The answer to (1) is No. You have a global field over the constant field $\Bbb F_p$, and I’ll call it $K$ instead of $F$ if you don’t mind. In adjoining a (the) root of the inseparable polynomial $f(Y)=Y^p-a$, you are adjoining the $p$-th root of $a$, and your field is a (pure) inseparable extension of degree $p$, and thus is $K^{1/p}$. In asking whether an element of any completion of $K$ could be a (the) root of $f$, you are asking whether $a$ itself is a $p$-th power in any completion of $K$. In other words, you are asking whether, in a completion $K_{\mathcal P}$, $a$ can possibly be a $p$-th power, in other words an element of $(K_{\mathcal P})^p$.

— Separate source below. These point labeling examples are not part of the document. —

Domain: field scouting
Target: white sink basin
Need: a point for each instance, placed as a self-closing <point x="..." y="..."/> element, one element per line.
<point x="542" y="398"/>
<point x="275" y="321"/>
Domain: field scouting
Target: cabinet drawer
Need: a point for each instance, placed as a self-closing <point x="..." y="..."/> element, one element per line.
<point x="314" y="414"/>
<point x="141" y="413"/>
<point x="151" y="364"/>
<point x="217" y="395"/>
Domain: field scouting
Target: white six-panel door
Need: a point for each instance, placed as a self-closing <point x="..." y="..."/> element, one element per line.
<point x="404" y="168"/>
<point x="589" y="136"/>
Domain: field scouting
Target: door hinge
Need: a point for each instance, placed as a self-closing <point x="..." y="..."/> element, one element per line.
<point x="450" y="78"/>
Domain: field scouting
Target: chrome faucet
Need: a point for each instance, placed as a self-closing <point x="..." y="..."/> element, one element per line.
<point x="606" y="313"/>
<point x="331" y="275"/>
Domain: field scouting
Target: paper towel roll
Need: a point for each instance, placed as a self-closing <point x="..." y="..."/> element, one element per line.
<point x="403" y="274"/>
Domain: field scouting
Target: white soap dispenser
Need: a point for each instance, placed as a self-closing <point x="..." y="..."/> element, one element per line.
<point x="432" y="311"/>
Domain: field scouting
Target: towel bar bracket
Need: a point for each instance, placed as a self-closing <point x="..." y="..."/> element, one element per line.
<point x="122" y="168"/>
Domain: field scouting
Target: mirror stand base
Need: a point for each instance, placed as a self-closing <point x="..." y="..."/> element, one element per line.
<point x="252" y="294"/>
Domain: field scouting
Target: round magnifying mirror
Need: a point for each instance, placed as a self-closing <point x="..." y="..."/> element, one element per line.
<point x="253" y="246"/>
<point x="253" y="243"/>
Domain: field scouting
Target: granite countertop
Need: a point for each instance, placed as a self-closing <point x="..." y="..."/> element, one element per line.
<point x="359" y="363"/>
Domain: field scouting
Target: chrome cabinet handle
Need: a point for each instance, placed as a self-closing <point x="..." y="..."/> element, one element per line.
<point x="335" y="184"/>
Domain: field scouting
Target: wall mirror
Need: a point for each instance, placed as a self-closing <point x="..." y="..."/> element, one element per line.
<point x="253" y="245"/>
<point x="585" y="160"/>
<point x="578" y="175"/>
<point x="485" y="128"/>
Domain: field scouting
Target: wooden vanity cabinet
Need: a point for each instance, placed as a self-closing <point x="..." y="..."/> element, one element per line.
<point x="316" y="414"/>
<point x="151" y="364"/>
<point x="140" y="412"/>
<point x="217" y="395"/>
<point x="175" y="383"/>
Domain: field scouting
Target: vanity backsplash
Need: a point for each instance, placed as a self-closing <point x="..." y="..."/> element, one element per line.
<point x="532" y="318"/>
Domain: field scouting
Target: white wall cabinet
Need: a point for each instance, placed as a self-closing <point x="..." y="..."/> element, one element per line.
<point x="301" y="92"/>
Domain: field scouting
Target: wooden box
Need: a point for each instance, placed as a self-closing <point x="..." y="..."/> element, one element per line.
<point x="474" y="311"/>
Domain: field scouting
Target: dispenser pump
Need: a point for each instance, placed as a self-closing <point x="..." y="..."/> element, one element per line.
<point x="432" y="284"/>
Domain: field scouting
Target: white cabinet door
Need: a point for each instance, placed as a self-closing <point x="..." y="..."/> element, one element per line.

We may as well agree what a field $K_{\mathcal P}$ looks like: it’ll be Laurent series in a uniformizer $t$, but with coefficients from the
residue field of $\mathcal P$, necessarily a finite extension of $\Bbb F_p$, and so some finite field $\kappa$. Of course $t$ may be taken to be an element of $K$. Now consider the two inseparable extensions $K\supset K^p$ and $K_{\mathcal P}\supset(K_{\mathcal P})^p$, both of degree $p$. For the latter extension, $\{1,t,t^2,\cdots,t^{p-1}\}$ is
certainly a good basis, and indeed it’s a good basis for $K$ over $K^p$ as well, since $t\notin K^p$. Since $a\notin K^p$, when we express it as a linear combination of the basis elements $t^i$ with coefficients in $K^p$, say $$a=\sum_{i=0}^{p-1}\alpha_it^i\,,$$
at least one of the $\alpha_i$ with $1\le i<p$ must be nonzero (otherwise we would have $a\in K^p$).

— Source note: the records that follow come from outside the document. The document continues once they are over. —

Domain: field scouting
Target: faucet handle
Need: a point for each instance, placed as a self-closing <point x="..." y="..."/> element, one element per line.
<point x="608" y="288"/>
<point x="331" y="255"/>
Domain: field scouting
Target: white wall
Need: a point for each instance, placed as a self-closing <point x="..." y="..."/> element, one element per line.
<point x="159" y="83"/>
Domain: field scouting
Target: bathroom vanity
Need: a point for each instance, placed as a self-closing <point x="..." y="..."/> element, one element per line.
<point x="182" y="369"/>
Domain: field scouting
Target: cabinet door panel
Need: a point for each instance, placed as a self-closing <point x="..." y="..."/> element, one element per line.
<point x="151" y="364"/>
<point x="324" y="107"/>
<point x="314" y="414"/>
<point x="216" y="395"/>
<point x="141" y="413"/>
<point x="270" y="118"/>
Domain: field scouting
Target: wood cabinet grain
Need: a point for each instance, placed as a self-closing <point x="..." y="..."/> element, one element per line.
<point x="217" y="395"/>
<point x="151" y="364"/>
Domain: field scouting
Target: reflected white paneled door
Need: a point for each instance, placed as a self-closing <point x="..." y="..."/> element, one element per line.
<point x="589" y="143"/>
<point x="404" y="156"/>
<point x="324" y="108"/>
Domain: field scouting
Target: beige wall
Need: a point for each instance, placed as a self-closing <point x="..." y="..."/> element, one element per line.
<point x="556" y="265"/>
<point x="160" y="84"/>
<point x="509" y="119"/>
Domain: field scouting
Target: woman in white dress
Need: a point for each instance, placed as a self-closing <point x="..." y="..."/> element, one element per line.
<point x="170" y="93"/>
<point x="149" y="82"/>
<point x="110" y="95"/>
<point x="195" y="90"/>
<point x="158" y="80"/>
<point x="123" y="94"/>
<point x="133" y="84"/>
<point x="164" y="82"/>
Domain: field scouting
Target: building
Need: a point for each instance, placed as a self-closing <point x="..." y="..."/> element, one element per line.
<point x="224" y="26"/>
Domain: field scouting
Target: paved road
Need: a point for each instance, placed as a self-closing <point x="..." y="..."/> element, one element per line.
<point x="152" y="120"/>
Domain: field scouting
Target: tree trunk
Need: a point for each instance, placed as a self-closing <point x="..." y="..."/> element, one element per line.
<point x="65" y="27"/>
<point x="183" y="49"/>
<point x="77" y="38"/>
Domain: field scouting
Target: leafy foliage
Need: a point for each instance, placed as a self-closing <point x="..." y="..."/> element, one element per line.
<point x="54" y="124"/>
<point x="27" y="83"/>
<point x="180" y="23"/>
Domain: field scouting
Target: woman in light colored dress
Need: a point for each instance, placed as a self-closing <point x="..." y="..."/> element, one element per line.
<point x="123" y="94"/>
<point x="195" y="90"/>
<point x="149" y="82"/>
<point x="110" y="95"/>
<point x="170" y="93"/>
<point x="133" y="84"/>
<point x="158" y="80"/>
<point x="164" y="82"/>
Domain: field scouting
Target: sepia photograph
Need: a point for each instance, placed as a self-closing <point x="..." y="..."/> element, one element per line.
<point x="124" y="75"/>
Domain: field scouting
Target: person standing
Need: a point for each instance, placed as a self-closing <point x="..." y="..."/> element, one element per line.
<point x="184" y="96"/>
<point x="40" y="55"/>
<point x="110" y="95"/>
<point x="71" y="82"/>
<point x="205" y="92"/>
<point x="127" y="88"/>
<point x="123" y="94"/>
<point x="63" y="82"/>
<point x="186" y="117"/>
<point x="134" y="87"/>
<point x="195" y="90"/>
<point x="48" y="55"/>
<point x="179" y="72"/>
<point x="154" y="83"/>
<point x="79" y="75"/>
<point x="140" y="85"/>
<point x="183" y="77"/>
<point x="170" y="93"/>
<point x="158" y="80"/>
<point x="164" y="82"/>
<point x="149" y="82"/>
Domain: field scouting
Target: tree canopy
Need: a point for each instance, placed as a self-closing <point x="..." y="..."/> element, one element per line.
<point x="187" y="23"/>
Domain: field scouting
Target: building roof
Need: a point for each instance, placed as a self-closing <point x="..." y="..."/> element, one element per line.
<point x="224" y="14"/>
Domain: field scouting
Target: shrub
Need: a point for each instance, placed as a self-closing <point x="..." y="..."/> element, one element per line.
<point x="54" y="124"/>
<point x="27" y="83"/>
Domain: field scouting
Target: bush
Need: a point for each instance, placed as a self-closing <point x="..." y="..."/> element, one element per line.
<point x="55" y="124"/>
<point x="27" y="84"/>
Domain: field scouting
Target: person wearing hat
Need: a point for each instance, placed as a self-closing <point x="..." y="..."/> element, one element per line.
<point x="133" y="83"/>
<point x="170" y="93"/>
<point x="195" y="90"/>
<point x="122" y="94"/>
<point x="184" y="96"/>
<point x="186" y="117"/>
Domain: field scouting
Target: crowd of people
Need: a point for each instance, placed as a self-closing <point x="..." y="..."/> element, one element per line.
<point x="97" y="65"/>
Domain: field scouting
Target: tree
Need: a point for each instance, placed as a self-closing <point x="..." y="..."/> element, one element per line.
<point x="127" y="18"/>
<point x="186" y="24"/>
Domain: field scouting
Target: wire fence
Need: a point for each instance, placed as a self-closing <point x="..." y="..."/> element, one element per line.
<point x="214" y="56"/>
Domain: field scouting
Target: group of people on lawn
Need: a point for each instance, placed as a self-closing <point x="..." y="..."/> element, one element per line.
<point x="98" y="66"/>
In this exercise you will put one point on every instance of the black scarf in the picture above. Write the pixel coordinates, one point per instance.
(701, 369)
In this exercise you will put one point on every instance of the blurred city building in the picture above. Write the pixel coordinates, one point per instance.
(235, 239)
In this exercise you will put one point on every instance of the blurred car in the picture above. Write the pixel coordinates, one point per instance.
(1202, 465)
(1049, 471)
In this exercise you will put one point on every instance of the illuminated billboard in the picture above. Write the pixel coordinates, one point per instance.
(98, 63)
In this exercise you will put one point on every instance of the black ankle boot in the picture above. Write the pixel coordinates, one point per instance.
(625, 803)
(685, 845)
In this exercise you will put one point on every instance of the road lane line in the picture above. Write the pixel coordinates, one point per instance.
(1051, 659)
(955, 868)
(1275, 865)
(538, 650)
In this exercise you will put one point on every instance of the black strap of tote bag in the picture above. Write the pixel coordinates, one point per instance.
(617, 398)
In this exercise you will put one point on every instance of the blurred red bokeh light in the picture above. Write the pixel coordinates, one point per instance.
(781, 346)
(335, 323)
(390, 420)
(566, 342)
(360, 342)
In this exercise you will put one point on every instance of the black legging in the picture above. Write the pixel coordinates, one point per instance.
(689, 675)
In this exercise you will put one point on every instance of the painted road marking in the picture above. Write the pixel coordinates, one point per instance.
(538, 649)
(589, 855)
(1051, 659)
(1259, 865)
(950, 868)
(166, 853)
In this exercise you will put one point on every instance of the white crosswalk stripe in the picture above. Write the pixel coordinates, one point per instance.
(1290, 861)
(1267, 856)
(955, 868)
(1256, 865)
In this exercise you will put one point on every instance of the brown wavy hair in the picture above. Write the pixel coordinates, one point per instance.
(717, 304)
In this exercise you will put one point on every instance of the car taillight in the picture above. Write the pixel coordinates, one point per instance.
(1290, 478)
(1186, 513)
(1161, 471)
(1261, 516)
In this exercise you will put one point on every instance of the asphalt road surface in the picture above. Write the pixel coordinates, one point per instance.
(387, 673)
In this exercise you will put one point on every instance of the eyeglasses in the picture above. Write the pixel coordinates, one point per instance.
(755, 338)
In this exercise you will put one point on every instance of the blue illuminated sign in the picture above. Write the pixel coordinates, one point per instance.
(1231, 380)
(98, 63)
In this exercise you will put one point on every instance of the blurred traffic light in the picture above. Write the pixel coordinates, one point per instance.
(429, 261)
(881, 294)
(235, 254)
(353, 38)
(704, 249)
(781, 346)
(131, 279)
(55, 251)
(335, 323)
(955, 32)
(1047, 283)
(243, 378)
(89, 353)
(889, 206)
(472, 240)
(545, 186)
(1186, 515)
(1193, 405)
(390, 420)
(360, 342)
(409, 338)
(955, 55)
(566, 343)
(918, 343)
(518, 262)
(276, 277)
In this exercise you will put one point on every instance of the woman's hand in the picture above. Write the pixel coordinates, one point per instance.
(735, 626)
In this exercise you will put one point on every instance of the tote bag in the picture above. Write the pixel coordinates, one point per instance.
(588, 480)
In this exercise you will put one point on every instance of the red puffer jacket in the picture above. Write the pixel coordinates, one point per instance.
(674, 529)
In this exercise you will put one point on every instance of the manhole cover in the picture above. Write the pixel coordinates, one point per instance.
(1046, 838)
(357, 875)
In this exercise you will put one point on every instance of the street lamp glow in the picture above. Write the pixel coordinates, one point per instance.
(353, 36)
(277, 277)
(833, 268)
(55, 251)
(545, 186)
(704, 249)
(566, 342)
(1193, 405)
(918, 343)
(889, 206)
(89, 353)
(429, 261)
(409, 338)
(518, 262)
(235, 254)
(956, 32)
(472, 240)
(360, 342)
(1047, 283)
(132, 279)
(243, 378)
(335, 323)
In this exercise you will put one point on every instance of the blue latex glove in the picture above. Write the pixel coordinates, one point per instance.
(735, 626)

Now, just as $K_{\mathcal P}=\kappa((t))$, so $(K_{\mathcal P})^p=\kappa((t^p))$, using perfectness of $\kappa$. The $\alpha_i$ from above are also in $(K_{\mathcal P})^p$, so that my displayed equation above can also be read as a statement in the local fields. But notice that $\alpha_it^i$ is a series in which all terms are of degree $\equiv i\pmod p$, because $\alpha_i\in\kappa((t^p))$ and its series has all terms of degree $\equiv0\pmod p$. Conclusion? Since some $\alpha_i$ with $1\le i<p$ is nonzero, the $t$-series for $a$ is not a $p$-th power. That answers your first question negatively.
For your second question, I’m not sure I can give a satisfactory answer. It seems to me that, depending on $a$, you may have elements of at least one completion very close to $a^{1/p}$, simply because you may have elements of $K$ very close to $a^{1/p}$. Indeed, suppose that $K=\Bbb F_p(t)$, and use the $t$-adic valuation. In case $a=1+t^N$ for $N$ a large integer prime to $p$. Then at that particular valuation, $v_t\bigl((1+t^N)-1\bigr)=N$ and $v_t\bigl((1+t^N)^{1/p}-1\bigr)=N/p$, which may be as big as you like.
I hope this was of some help.